Groq → OpenObserve
Automatically capture token usage, latency, and model metadata for every Groq inference call in your Python application.
Prerequisites
- Python 3.9+
- A Groq account with an API key
- An OpenObserve account (cloud or self-hosted)
- Your OpenObserve organisation ID and Base64-encoded auth token
Installation
Configuration
Create a .env file in your project root:
OPENOBSERVE_URL=https://api.openobserve.ai/
OPENOBSERVE_ORG=your_org_id
OPENOBSERVE_AUTH_TOKEN=Basic <your_base64_token>
GROQ_API_KEY=your-groq-api-key
Instrumentation
Call GroqInstrumentor().instrument() before importing the Groq client.
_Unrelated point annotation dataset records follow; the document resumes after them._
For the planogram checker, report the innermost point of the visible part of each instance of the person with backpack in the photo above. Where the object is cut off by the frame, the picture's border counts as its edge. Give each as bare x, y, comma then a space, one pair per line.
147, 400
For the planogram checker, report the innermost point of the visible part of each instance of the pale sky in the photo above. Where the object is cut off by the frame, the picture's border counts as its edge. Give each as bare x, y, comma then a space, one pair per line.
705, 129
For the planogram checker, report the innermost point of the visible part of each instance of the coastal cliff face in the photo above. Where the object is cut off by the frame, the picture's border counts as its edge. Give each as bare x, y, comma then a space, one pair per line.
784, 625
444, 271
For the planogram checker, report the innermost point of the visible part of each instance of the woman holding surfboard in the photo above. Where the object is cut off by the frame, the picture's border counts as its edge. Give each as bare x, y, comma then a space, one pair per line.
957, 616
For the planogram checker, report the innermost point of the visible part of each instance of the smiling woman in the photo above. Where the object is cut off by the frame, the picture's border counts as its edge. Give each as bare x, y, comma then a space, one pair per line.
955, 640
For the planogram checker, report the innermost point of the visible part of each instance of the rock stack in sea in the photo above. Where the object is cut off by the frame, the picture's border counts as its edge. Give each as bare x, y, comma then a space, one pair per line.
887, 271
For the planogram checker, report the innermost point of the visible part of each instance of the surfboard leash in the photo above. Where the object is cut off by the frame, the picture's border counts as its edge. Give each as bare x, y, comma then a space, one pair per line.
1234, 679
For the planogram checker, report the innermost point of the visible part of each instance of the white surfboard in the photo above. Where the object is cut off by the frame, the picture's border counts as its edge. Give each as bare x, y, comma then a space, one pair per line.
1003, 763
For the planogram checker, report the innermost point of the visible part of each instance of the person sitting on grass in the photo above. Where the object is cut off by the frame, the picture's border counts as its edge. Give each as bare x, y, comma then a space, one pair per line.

from dotenv import load_dotenv
load_dotenv()
from openinference.instrumentation.groq import GroqInstrumentor
from openobserve import openobserve_init
GroqInstrumentor().instrument()
openobserve_init()
import os
from groq import Groq
client = Groq(api_key=os.environ["GROQ_API_KEY"])
response = client.chat.completions.create(
model="llama-3.1-8b-instant",
messages=[{"role": "user", "content": "Explain observability in one sentence."}],
)
print(response.choices[0].message.content)
What Gets Captured
| Attribute | Description |
|---|---|
llm_model_name |
Model used (e.g. llama-3.1-8b-instant) |
gen_ai_response_model |
Model that served the response |
llm_usage_tokens_input |
Prompt token count |
llm_usage_tokens_output |
Completion token count |
llm_usage_tokens_total |
Total tokens consumed |
openinference_span_kind |
LLM |
operation_name |
Completions |
span_status |
OK or ERROR |
status_message |
Error details if the request failed |
duration |
Request latency |
Viewing Traces
- Log in to OpenObserve and navigate to Traces in the left sidebar
- Filter by
llm_model_nameto find Groq spans - Click any span to inspect token counts, model name, and latency
- Error spans show
span_status = ERRORwith the full error message instatus_message

Next Steps
With Groq instrumented, every inference call is recorded in OpenObserve. From here you can compare latency across Groq models, track token consumption over time, and set alerts on error rates.